Ibuprofen does not alter amyloid-β metabolism in 6 month APP _Swe -PS1 _ΔE9 mice. APP-PS1 mice were administered vehicle (Veh) or ibuprofen (Ibu) from 3 months to 6 months ( n = 8–10 mice per group; P -values from unpaired t -tests). ( A ) Soluble amyloid-β levels from ELISA of RIPA-soluble cortex extracts are unchanged by ibuprofen. ( B ) Total levels of amyloid-β ₄₂ or amyloid-β ₄₀ from guanidine-extracted cortex samples demonstrate no effect of ibuprofen on amyloid-β levels. ( C ) 6E10 (anti-amyloid-β) immunostaining and ( D ) quantification demonstrate no effect of ibuprofen on plaque coverage in the hippocampus. Arrows indicate plaques in representative images.

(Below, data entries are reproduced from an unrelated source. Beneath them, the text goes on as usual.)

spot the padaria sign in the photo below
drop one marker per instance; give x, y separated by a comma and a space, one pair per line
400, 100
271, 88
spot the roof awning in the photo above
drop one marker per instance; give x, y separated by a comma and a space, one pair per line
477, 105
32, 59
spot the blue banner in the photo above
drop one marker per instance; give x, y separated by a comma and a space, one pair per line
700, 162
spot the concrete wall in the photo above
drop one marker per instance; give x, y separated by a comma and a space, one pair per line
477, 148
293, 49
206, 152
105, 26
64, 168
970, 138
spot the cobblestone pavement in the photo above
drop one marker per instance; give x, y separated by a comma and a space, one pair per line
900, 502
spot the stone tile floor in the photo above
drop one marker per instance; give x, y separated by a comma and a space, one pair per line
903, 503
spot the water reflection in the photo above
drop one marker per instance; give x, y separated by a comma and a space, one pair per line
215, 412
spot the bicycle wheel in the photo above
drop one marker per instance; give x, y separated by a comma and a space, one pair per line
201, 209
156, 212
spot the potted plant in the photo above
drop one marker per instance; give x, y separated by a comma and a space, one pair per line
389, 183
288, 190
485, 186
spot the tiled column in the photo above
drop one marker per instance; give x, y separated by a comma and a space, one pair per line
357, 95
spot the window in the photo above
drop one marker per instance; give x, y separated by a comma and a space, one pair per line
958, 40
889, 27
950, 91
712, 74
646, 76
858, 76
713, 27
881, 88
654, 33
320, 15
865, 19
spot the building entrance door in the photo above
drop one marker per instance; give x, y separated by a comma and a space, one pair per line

Scale bar = 200 μm. ( E ) Congo Red (CR) quantification demonstrates no effect of ibuprofen on amyloid plaque density in the hippocampus. ( F ) Quantitative western blot of cortical lysates and ( G ) densitometric quantification demonstrate no effect of ibuprofen on β- and α-secretase cleavage products (C-terminal fragments, CTF) of APP. ( H ) Lipid peroxidation, as measured by quantification of LG-lysine adducts, is reduced to wild-type levels in posterior cortex of ibuprofen-treated APP-PS1 mice ( n = 7–10 mice/group; * P < 0.05 by Bonferroni multiple comparison test). ( I ) Model illustrating mechanisms associated with prevention of amyloid-β oligomer-induced behavioural deficits by NSAIDs. Amyloid-β oligomers are generated at the synapse and elicit excitatory synaptic activity that drives expression of the neuronal immediate early gene COX-2. Increased COX-2 activity leads to synaptic injury ( Andreasson et al. , 2001 ; Dore et al. , 2003 ). NSAIDs reduce COX-2 activity, and restore neuronal function by modulating expression of neuronal plasticity genes, neurotransmitter levels, and the first committed step in the kynurenine pathway. WT = wild-type.